While I’m open to both testimony and non-anecdotal evidence that suggest otherwise, I’m quite skeptical as to the claim that there is truly interdisciplinary training taking place in law schools today (again, one of those generalizations which admit of exceptions). (I find it utterly amazing that we still have debates about requiring courses in international and comparative law!) And I think “interdisciplinary” and “multidisciplinary” are synonymous adjectives although perhaps you have some stipulative definition in mind that makes this a distinction with a difference.

Kim Krawiec

Hi Daniel and Patrick – sorry to take a while to respond to these comments – long week, this one. Patrick may be right that “interdisciplinary” and “multidisciplinary” are synonymous, but I think I see what Daniel is driving at. That rather than thinking of ourselves as people versed in two disciplines (say law and also philosophy, just to use the example from the above comment), we become people versed in “law and philosophy,” then not fully fitting into the law or philosophy categories, but creating a new, third specialty. Perhaps it’s just a mechanism for reorienting our own thinking? Those more truly "multidisciplinary" than me will have to opine on that one, but it does seem possible.

daniel

Patrick,

You said "I’m quite skeptical as to the claim that there is truly interdisciplinary training taking place in law schools today" -- me too! As Kim suggests, my point was that what proceeds in the name of interdisciplinarity often ultimately leads to hollow specialization, carving out a third-way for itself but still specialized. Or, as you point out, sometimes it "simply involves the importation of the latest scientific fashion so as to stimulate a novel batch of scholarship."

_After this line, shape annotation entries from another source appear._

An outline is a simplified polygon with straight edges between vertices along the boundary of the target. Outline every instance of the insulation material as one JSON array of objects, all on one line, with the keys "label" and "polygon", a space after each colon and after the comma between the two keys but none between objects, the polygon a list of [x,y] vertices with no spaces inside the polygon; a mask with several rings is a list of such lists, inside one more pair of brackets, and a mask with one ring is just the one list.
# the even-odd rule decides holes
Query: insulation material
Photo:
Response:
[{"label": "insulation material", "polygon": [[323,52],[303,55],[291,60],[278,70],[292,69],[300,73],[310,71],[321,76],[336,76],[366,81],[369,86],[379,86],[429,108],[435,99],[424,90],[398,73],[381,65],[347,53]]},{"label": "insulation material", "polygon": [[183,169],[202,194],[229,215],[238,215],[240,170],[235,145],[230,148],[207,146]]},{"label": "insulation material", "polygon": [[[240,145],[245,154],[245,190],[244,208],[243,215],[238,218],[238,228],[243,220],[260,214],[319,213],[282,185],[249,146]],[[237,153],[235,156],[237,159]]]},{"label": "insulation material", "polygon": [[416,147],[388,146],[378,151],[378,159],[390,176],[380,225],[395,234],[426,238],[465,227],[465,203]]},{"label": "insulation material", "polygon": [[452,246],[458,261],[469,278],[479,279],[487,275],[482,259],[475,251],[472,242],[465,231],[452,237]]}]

And my semantic point was that, while interdisciplinary and multidisciplinary may by synonyms, the former has lost its original meaning and been co-opted because it's fashionable to say you do that kind of work. (There may be a bigger difference, though, where "multi" would indicate a capacity to do, or history of doing, high-quality work independent of the other discipline.)

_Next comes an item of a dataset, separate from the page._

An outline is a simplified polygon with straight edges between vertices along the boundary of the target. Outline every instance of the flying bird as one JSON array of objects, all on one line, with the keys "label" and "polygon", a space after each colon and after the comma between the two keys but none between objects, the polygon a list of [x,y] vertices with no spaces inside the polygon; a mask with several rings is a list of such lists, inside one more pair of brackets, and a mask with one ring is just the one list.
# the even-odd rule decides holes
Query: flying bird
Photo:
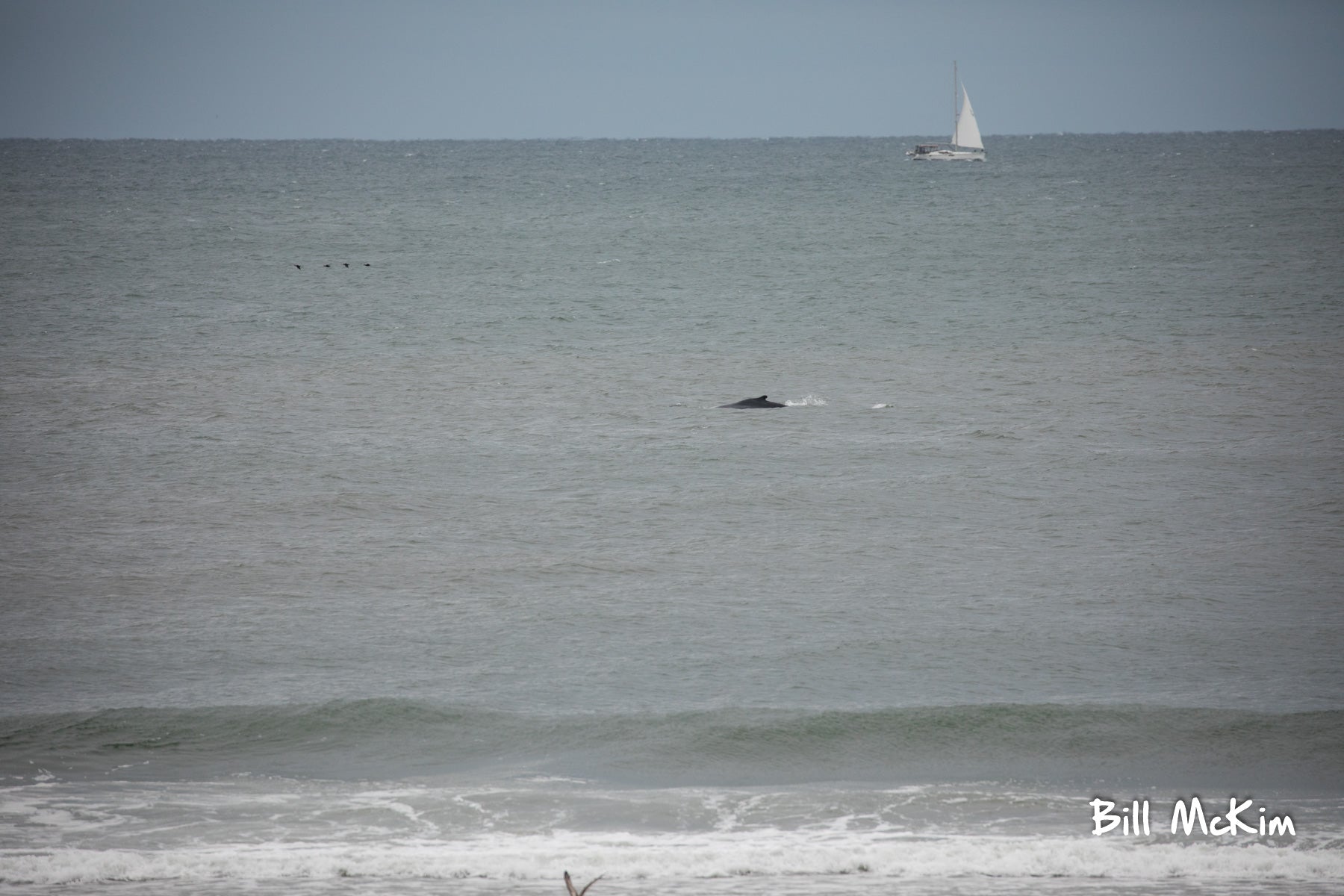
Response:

Now, I didn't mean to spark a debate about the state of jurisprudence, and I think you might have read a bit much into my comments (e.g. I'm not saying bring back the grand metaphysics of old to reinvigorate natural law... I'm an exclusive positivist). My point was simply, like a lot of interdisciplinary work, legal philosophy risks losing its anchor in the cognate --philosophy-- conceived generally. There's an obvious relevance of political and moral philosophy to jurisprudence, but the growing discussion of very serious philosophy of action in jurisprudence illustrates just how far jurisprudence got from philosophy absent legal considerations. But even 'grand metaphysics' is worthwhile -- for instance, read not just Aquinas, but Maimonides and al-Farabi, and you start to see competing visions of metaphysics, law, and morality, and the ways they intersect, that remain important questions to law today, whether one is a natural lawyer or not. But that's not "law and philosophy" as it's commonly defined.

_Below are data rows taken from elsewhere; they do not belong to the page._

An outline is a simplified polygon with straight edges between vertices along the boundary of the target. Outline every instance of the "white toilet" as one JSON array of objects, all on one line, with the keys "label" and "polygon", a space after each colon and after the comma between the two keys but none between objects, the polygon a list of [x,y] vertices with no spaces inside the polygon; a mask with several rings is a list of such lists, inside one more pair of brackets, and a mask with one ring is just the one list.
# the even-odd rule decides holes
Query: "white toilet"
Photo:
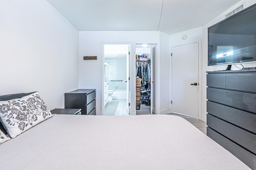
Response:
[{"label": "white toilet", "polygon": [[108,101],[113,100],[111,96],[114,93],[114,90],[108,90]]}]

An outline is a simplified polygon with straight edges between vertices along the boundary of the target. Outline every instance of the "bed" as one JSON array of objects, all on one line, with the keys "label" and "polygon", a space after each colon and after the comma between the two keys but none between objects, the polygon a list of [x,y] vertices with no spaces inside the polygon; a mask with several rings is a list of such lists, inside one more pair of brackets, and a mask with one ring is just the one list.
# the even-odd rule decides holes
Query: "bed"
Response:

The more general point is that I think it matters how one comes to do interdisciplinary work. If you try too hard to be creative, it's hollow and forced. Studying disciplines independently gives one a different perspective of the two projects, but an integrated training risks teaching a narrow methodology developed around the intersection of two fields (e.g. some L&E programs). Too many schools try to teach creativity instead of getting together a bunch of interesting people and waiting to see what happens, as they do at the Institute for Advanced Study, and (arguably) like more law schools used to do.

Patrick S. O'Donnell

Daniel,

Thanks for the elaboration and clarification.